Chrome Text-to-Speech API Complete Guide for Extension Developers

January 17, 2025 · 18 min read · Chrome Extensions, API Guide

Chrome Text-to-Speech API Complete Guide for Extension Developers

The Chrome Text-to-Speech API (TTS API) is one of the most powerful yet underutilized APIs available to Chrome extension developers. This comprehensive guide will walk you through everything you need to know to implement text-to-speech functionality in your extensions, from basic usage to advanced voice control and event handling.

Whether you’re building an accessibility-focused extension, a language learning tool, or a productivity application that reads content aloud, the Chrome TTS API provides the foundation you need. This tutorial covers all aspects of the API, including voice selection, rate and pitch control, error handling, and best practices for creating seamless voice experiences.

Understanding the Chrome TTS API

The Chrome Text-to-Speech API, accessible through the chrome.tts namespace, allows extensions to synthesize spoken audio from text. This API leverages the operating system’s speech synthesis capabilities, providing a unified interface regardless of the underlying platform. The API is available in all modern Chrome versions and works seamlessly across Windows, macOS, Linux, and Chrome OS.

The TTS API is particularly valuable for extensions that need to provide auditory feedback, read web content aloud, assist users with visual impairments, or offer multilingual support. Unlike traditional audio playback, speech synthesis generates audio dynamically from text input, making it flexible for any text-based content.

Key Capabilities of the Chrome TTS API

The Chrome TTS API offers a comprehensive set of features that make it suitable for various use cases:

Text-to-Speech Synthesis: Convert any text string into spoken audio
Voice Selection: Choose from multiple available voices across different languages
Parameter Control: Adjust speech rate, pitch, and volume
Event Handling: Monitor speech progress, completion, and errors
Enqueue Management: Queue multiple utterances for sequential playback
Pause and Resume: Control playback with pause and resume functions

Required Permissions

To use the Chrome TTS API in your extension, you don’t need to add any special permissions to your manifest.json file. The API is available by default to all Chrome extensions.

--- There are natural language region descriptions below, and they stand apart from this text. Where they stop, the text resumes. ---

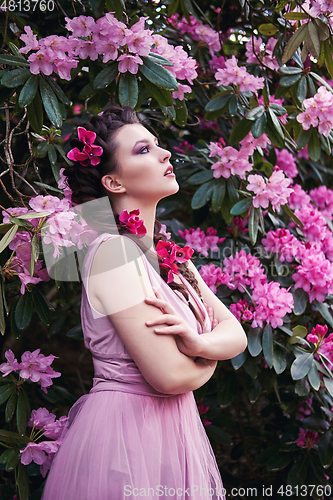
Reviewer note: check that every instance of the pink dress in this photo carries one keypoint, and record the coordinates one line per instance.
(125, 439)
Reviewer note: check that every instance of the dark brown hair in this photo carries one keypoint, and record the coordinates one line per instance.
(85, 183)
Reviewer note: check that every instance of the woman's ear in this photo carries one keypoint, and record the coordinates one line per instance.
(111, 184)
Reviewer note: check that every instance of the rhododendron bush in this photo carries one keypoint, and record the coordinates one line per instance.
(242, 94)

However, you should consider requesting other permissions depending on the specific functionality of your extension, such as “tabs” or “activeTab” if your extension needs to read content from web pages.

Getting Started with Basic TTS Implementation

The simplest way to use the Chrome TTS API is through the chrome.tts.speak() method. This method takes the text you want to speak and optionally a callback function to handle completion.

Basic Syntax

chrome.tts.speak(
  textToSpeak,
  options,
  callback
);

The textToSpeak parameter is a string containing the text you want to be spoken. The options parameter is an optional object that allows you to configure various aspects of the speech synthesis. The callback function is called when the speak operation completes.

A Simple Example

Here’s a basic example that speaks a simple message when a user clicks a browser action button:

// background.js
chrome.action.onClicked.addListener(function(tab) {
  chrome.tts.speak('Hello! Welcome to my Chrome extension.');
});

This example demonstrates the core functionality, but real-world extensions typically need more control over the speech output.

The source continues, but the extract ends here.